Things move to thoughts of Ireland for the sparsely- arranged, migration-themed ‘Erin, Sad Erin’ (“The wrongs of thy injured isle/Thy sons in their thousands deploring do wander/On shores far away in exile/O give me the power to cross o’er the main/America might yield me some comfort from pain”), a restyling of ‘Poor Irish Stranger’ that, collected in 1908 by Cecil Sharp from John Murphy of Tipperary, an inhabitant at St Marylebone Workhouse, he learnt from the singing of Hazel Askew and performed at a concert for refugee aid staged by Sartin. Though not mentioned on the credits, the yearning violin solo is by Akito Goto.

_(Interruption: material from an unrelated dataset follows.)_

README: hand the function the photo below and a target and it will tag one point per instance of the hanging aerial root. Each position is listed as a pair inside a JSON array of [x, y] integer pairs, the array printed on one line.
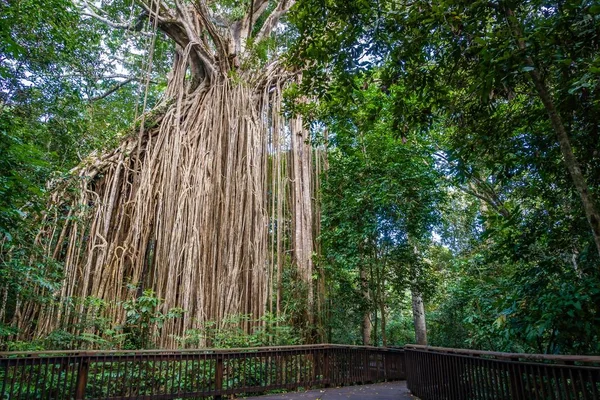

The last of the vocal numbers, again co-arranged with Oates with perhaps a hint of Pentangle’s jazz-folk, is ‘The Fowler’, a retitled version of ‘Polly Vaughan’ (originally ‘The Shooting of His Dear’) learnt from a 1940s Harry Cox recording, a cautionary tale for gun owners in which young Jimmer mistakes his lover, with her apron wrapped around her, for a swan (as you do) and shoots her, her ghost turning up at the trial to explain it was all an honest mistake.

As a performer in his own right as well as founder and editor of Tradfolk.co, a website dedicated to English traditional music and ritualistic culture, the ongoing Grizzly Folk project and presenter of The Old Songs Podcast, Wilks is unquestionably one of the leading and guiding lights on the contemporary traditional folk scene and, judging by the original material here, a highly promising songwriter of as yet untapped potential.